Mar 31, 2011
1. Accounting Concepts:
The Company follows the mercantile system of accounting and recognises
income and expenditure on accrual basis except for insurance claims,
which is accounted for on cash basis. The accounts are prepared on
historical cost basis as a going concern and are consistent with
generally accepted accounting principles. The financial statements have
been prepared to comply in all material respects with the notified
Accounting Standard under Companies Accounting Standard Rules, 2006.
2. Use of Estimates:
The preparation of financial statements in conformity with generally
accepted accounting principles requires management to make estimates
and assumptions that affect the reported amount of assets and
liabilities and disclosure of contingent liabilities at the date of the
financial statements and the results of operation during the reporting
period end. Although these estimates are based upon management's best
knowledge of current events and actions, actual results could differ
from estimates.
3. Fixed Assets:
Fixed Assets are stated at cost less depreciation. Cost of fixed assets
is inclusive of incidental expenses incurred upto the date of
commissioning of project, interest on borrowings up to the date of
capitalization. Exchange losses or gains arising on specific foreign
currency loans taken for acquiring the assets and cancellation of
forward exchange contract relating to the acquisition of fixed assets
charged to profit and loss account.
4. Depreciation:
Depreciation is provided on pro-rata basis under straight- line method
in accordance with Schedule XIV of the Companies Act, 1956 Depreciation
on electrical installation and factory equipments is provided at
accelerated rate of 5.28%. Wherever revision in cost has occurred due
to increase or decrease in long term liability on account of exchange
fluctuation, changes in duties or similar factors, the depreciation on
the revised unamortised depreciable amount is provided prospectively
over the remaining useful life of the assets.
5. Impairment Assets:
In accordance with Accounting Standard 28 - Impairment of Assets issued
by ICAI, the carrying amounts of assets are reviewed, if there is any
impairment indicator, at each balance sheet date in order to ascertain
impairment based on internal / external factors. An impairment loss is
recognized wherever the carrying amount of an asset exceeds its
recoverable amount. The recoverable amount is greater of the assets net
selling price and value in use.
6. Investment:
Investments are stated at cost less provision for permanent diminution
in value, if any.
7. Segmental Reporting:
As per the requirement of the Accounting Standard 17 - 'Segment
Reporting' issued by ICAI, the segmental reporting has been provided in
Notes on Accounts.
8. Foreign Currency Transactions:
Initial Recognition: Transactions in foreign currency entered during
the year are recorded at the exchange rates prevailing on the date of
the transaction.
Conversions: Monetary assets and liabilities denominated in foreign
currency are translated into rupees at exchange rate prevailing on the
date of Balance sheet.
Exchange Differences: All exchange rate differences relating to
monetary items are dealt with in the profit and loss account.
9. Inventories:
Finished Goods Valued at lower of estimated average
(Manufactured) cost and net realisable value.
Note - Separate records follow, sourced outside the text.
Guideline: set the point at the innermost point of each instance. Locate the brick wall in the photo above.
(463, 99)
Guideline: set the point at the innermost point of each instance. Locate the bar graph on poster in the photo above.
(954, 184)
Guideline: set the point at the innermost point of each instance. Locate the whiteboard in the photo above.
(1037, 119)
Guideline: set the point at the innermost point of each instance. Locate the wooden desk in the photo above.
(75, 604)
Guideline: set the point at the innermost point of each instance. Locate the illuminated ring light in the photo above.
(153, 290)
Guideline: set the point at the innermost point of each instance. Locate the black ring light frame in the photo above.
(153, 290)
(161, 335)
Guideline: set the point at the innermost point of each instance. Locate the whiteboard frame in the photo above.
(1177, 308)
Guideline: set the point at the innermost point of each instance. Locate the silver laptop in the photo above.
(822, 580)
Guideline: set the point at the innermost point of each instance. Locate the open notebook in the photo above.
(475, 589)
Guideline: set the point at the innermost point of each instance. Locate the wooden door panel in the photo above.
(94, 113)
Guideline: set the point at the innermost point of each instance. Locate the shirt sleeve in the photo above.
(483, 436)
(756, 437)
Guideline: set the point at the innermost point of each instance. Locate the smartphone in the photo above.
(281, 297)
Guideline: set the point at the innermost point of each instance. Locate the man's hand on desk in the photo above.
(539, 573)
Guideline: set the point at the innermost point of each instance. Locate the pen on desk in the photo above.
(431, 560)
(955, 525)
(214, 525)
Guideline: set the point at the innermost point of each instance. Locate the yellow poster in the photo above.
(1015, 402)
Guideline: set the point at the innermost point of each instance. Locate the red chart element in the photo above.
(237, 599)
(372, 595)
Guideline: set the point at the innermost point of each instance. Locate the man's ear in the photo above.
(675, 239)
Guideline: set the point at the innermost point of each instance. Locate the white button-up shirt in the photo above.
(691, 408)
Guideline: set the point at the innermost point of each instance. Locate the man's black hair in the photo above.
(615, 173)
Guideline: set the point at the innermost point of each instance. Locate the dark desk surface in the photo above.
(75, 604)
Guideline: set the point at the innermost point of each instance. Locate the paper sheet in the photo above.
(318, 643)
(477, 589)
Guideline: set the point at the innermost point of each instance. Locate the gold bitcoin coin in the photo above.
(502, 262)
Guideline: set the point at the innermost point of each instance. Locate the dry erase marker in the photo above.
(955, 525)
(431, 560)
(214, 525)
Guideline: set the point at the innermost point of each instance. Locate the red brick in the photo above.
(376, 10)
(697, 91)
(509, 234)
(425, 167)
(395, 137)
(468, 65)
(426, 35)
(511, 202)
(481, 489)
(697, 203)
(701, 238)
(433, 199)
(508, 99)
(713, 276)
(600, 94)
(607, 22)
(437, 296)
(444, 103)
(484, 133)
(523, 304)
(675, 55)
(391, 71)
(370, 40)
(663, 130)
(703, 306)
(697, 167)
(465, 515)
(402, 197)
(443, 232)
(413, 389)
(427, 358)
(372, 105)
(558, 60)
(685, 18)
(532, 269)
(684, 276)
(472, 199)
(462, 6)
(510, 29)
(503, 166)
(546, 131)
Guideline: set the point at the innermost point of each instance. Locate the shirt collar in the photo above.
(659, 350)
Finished Goods Valued at lower of cost and net
(Traded) realisable value.
Raw Materials At Cost (FIFO)
Work-in-progress
and Processed Yarn Valued at estimated average cost.
Consumables At Cost (FIFO)
Import License At net realisable value
Waste Scrap At net realisable value
Cost of Inventories: The cost of inventories comprise all costs of
purchase, costs of conversion and other costs incurred in bringing the
inventories to their present location and condition.
Net realisable value: Net realisable value is the estimated selling
price in the ordinary course of business less the estimated costs of
completion and the estimated costs necessary to make the sale.
10. Taxes on Income:
(a) The tax payable method is followed for providing current tax
liability. The difference between provisions and payments, if any, are
recognised in the year in which assessment is completed.
(b) Deferred tax benefit or expenses is recognised on timing difference
between taxable income and accounting income that originate in one
period and are capable reversal in one or more subsequent periods.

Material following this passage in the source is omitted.